Maybe Dixon thought the divorce was a device to make LaMarca’s character more sympathetic. After all, a junkie kid from a broken home is more understandable than one from a nuclear family. But this alteration the first among many, including a far fetched, climactic shoot out is distracting to anyone familiar with LaMarca’s life, and misleading to those expecting something resembling fact.
Still, at least director Michael Caton Jones had the common courtesy to not put “based on a true story” in front of City by the Sea’s credits. That’s good because much of the film plays like a standard police movie with a familial twist. After killing a drug dealer, Joey goes on the lam, and Vincent wants to protect him. But he becomes the eye of a media storm fueled by his father’s criminal past, and the department pulls him from the case and puts him on forced leave. Thickening the plot further is the dead pusher’s boss (William Forsythe), who is out to whack Joey, and Gina (Eliza Dushku), Joey’s estranged girlfriend and mother of his son a child that Vincent doesn’t even know exists.
However, if you ignore the clichés and concentrate on City by the Sea’s interpersonal drama, it ain’t half bad. Even though he spends too much time reminding us that Long Beach is a city of broken dreams via flashbacks of its Eisenhower era heyday, Caton Jones keeps the story percolating steadily. (He also bravely uses computer graphics to insert the then standing World Trade Center.) Adding to the mix is Dixon’s dialogue. He may have run roughshod over the facts, but the screenwriter leavens the story with a surprising amount of humor as a put upon LaMarca has the worst week of his life.

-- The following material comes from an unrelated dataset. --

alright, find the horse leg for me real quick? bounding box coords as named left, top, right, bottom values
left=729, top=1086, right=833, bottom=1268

Of course, the person selling LaMarca’s character is De Niro. He delivers a fine turn, which combines his usual tough guy persona and newfound comic sensibility with a raw emotion the actor hasn’t displayed for years. His LaMarca is a generally nice person confronting some serious skeletons in his closet, foremost of which is his strung out son. As Joey, Franco looks like a skeleton gaunt, pale, and twitchy. His performance matches his appearance, a bundle of nerves, he’s an anguished skin stretched too tight over a tortured soul. Nowhere is this young actor’s immense talent more apparent than in the scene where father and son confront each other under Long Beach’s boardwalk. The actor all but howls in pain during a James Dean worthy exchange that feels like a kick in the gut. It may be De Niro’s name on the poster, but City by the Sea is Franco’s movie. There won’t be any confusion about that.